Lit Missed Opportunities

Discussion in 'Literature' started by Danzo, May 21, 2013.

  1. Sable_Hart

    Sable_Hart Jedi Grand Master star 4

    Registered:
    Nov 28, 2009
    Maybe I haven't read enough of Legacy to be sure, but it seems to me that the Vong and the post-NJO fallout was not used enough to warrant its close proximity to that timeframe.

    Still seems like an ass-pull though. They could have kept going with Wyyrlok, no?

    Yeah. Don't get me wrong, I'm not saying Palpatine should have been so awesome that at 15 years old or whatever he had all the strategy, subtlety, and refinement to conquer a galaxy. Plagueis should have taught him some tricks outside the Force, but the titular character was too skilled in the art of politics for my liking.
     
  2. Grievousdude

    Grievousdude Jedi Grand Master star 5

    Registered:
    Jan 27, 2013
    In Rebel Force Renegade I would of liked to have seen a full on fight between Han and X-7. I still liked the book but I wished that had happened.
     
  3. Robimus

    Robimus Jedi Grand Master star 5

    Registered:
    Jul 6, 2007
    I wouldn't completely agree with this, but then count me in as one of those Legacy fans. The story is too different to really stand up as a repackaged storyline, while capturing every single element that makes Star Wars great.. The fracture of the Empire and its leadership standing against the Sith for one, Imperial Jedi, the actual Jedi were never really near extinction, the one Sith numbered in the thousands(not 2), and the Skywalker was very different from any Skywalker we have gotten to know before.

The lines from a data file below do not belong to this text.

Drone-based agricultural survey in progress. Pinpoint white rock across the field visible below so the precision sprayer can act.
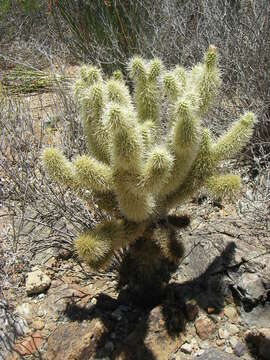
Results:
[229,336,239,349]
[25,270,51,295]
[226,324,239,336]
[16,303,35,320]
[218,329,230,339]
[181,343,193,354]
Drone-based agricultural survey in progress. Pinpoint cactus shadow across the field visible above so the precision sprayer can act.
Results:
[65,242,236,360]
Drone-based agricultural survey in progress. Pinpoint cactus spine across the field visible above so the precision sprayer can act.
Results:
[43,46,255,269]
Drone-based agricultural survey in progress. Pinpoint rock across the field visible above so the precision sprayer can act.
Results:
[14,332,43,356]
[31,320,45,330]
[195,318,215,340]
[25,270,51,295]
[16,303,37,323]
[216,339,226,346]
[192,348,238,360]
[218,328,230,339]
[181,343,193,354]
[111,308,122,321]
[185,300,199,321]
[226,324,239,336]
[38,283,87,321]
[105,341,114,353]
[241,303,270,328]
[0,300,29,359]
[45,319,106,360]
[115,306,182,360]
[233,341,246,357]
[224,305,238,322]
[229,336,239,349]
[238,273,265,301]
[258,328,270,360]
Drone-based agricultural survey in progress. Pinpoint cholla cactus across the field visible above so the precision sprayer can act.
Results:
[43,46,255,269]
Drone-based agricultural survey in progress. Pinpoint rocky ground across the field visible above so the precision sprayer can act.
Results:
[0,200,270,360]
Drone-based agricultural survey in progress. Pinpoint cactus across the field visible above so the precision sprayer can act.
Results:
[43,46,255,298]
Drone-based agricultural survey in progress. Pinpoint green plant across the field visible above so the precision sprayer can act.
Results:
[0,0,40,16]
[51,0,147,70]
[43,46,255,300]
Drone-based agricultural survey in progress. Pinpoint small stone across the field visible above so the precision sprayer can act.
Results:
[194,349,204,358]
[225,346,233,354]
[233,341,246,357]
[200,341,210,349]
[110,332,116,340]
[16,303,36,323]
[258,328,270,360]
[238,273,265,300]
[25,270,51,295]
[181,343,193,354]
[229,336,239,349]
[112,308,122,321]
[185,300,199,321]
[195,318,215,340]
[105,341,114,353]
[218,329,230,339]
[195,348,237,360]
[91,298,97,305]
[226,324,239,336]
[31,320,44,330]
[224,305,238,322]
[14,332,43,356]
[216,339,226,346]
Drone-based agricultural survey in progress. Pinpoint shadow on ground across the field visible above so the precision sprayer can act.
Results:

    Add to that the attention to small details, like the use of the Vong, the Fel Empire being based out of Bastion(even the inclusion of the Fel's themselves), the Chiss, the Yage family(unconfirmed of course, but still very likely a nod to NJO) , Someone named Ganner(same deal). It is like the ultimate love poem to the Star Wars Expanded Universe.

    I agree with the critiques of the placement in the timeline and there was a tendency to reuse favorite characters which I didn't completely enjoy. And of course the end was a muddled speed warp due to the cancellation, but I have difficulty blaming that one on the creative team.
     
  4. Loopy777

    Loopy777 Jedi Master star 1

    Registered:
    Apr 8, 2013
    The Lost Tribe of the Sith. Yeah, they're still around and will probably be the villains of Sword of the Jedi (if that book happens and I'm not even sure I want it to), but hear me out.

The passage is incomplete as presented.